We Killed AI's Biggest Cost.


News provided by Corbenic AI on Wednesday 3rd Jun 2026



A new AI memory engine restores what a model has already read on a different server, byte-for-byte identical and cryptographically proven. Long AI conversations run up to 21 times faster on consumer hardware.*

OOSTKAMP, Belgium, June 3, 2026.** Every time you ask an AI a question about a long document, the AI re-reads it from scratch. Every. Single. Time. Ask ten questions about a 100-page report and the AI has read a thousand pages. That hidden re-reading is the single biggest cost in today's AI bills, and the reason long conversations get slower and more expensive over time.

Corbenic AI today released the fix, along with the cryptographic receipts that prove it works. Its engine, called Taliesin, saves what the AI has already read and restores it on demand. Crucially, the restored memory is mathematically identical to a fresh re-read, down to the last bit. Not "almost." Not "close enough." Identical.

Two minutes becomes seven seconds.
On a $0.69-per-hour graphics card, the longest test contexts took an AI more than two minutes to read from scratch. Taliesin restored them in under seven seconds: a 21-times speedup, with no loss of accuracy.

Across GPU generations, token for token.

In a bidirectional hardware relay between an Ampere A6000 and an Ada Lovelace RTX 4090, Corbenic moved AI memory back and forth and generated 64 of 64 output tokens identical to what the originating card would have produced. Cross-architecture verification is seldom attempted in public: GPU generations round floating-point operations differently. Most disaggregated-serving systems (Mooncake, CacheBlend) accept that as approximation; Corbenic shipped the proof. The practical meaning: a context prefilled on a cheap card, served from a more expensive one, gives the user the same answer either way.

The proof anyone can check.

Corbenic published SHA-256 hashes, the same fingerprint type used to verify a software download. Anyone can run the test on three public AI models from Meta, Alibaba and Mistral and confirm the hashes match. 45 of 45 trials matched. A 60-process follow-up: 60 of 60. Cross-machine: two physically separate servers, matching in both directions.

The EUR 600 model, by design.

Corbenic also released Galahad-0.5B, an open-source AI model trained from scratch for EUR 600 ($677), the price of a mid-range laptop, while frontier AI models reportedly cost hundreds of millions to train.
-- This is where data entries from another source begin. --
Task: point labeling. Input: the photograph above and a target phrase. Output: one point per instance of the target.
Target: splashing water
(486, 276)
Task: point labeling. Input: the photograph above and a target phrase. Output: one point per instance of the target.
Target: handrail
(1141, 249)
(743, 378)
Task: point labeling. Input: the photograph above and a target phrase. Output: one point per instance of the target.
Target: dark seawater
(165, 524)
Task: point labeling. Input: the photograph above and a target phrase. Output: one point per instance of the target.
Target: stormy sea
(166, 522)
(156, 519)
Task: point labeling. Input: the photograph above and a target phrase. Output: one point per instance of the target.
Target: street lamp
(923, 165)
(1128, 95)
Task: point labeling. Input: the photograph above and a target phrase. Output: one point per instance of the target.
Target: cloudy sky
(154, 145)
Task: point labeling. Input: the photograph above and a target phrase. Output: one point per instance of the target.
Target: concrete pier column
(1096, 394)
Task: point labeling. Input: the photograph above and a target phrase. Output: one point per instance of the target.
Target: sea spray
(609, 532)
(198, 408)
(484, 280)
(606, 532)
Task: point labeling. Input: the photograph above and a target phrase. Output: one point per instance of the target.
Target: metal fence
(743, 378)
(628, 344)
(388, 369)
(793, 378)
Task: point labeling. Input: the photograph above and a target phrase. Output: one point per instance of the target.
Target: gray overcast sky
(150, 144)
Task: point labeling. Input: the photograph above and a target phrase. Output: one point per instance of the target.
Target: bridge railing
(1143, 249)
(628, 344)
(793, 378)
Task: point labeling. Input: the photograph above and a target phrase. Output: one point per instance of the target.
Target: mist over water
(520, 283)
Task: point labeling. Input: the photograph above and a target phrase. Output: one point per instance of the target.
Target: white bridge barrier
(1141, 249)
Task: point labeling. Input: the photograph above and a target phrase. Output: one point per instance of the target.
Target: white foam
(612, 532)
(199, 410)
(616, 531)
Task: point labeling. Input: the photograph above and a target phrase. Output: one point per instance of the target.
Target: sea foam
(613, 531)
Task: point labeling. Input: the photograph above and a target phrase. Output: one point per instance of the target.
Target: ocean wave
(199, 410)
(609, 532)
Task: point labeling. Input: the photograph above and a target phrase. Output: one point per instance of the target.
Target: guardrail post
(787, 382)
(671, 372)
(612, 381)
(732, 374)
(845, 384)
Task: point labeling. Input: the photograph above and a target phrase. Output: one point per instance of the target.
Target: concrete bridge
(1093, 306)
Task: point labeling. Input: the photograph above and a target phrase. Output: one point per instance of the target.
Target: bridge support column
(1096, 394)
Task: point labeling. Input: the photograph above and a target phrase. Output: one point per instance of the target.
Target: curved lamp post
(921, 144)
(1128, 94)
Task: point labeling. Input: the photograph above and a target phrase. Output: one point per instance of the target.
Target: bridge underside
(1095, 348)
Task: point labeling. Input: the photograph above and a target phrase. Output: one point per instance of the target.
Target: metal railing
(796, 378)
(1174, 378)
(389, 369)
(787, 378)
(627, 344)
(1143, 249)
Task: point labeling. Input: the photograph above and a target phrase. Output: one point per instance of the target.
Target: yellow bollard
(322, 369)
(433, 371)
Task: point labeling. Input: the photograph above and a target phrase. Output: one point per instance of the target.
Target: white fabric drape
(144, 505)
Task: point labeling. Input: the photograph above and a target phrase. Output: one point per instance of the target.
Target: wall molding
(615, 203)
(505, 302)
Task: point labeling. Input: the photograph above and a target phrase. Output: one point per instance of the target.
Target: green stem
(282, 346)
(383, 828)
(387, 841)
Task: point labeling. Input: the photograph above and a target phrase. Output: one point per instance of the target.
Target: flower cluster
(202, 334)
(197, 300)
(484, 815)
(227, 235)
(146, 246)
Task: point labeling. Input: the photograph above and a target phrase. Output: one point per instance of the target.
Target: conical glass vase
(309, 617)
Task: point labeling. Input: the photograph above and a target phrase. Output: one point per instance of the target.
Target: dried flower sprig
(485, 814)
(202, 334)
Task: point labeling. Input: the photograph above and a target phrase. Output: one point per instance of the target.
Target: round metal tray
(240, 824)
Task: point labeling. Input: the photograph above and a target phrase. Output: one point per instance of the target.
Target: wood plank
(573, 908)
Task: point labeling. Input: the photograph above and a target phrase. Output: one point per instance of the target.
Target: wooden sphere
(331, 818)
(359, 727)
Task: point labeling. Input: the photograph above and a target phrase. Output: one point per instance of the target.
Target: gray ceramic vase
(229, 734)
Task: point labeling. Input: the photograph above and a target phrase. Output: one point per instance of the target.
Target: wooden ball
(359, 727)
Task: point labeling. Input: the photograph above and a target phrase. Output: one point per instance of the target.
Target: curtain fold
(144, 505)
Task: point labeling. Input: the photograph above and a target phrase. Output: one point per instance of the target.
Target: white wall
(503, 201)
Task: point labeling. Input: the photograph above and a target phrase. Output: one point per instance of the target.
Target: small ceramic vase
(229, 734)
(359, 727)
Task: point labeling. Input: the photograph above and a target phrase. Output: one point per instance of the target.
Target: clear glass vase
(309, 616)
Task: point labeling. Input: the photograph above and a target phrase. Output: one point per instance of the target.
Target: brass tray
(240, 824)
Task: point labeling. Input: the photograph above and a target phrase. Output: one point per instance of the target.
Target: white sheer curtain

The same engine works on both. Galahad is not top-tier and loses to similar-sized open models on standard tests; its purpose is to make the full verification chain auditable, weight by weight.

The cost killer is a stack.

Taliesin pairs with Merlin (open-source, on arXiv), Corbenic's byte-exact deduplicator. Merlin cuts redundant tokens before compute, Taliesin eliminates recompute on every reuse. Together they attack recurring AI compute from both ends.

"You don't need a bigger brain. You need a better memory," said Sietse Schelpe, Founder & CEO of Corbenic AI. "I got feedback on our earlier deduplication work and wanted to prove it worked end to end. In my eagerness to prove it, I realised I had built Taliesin."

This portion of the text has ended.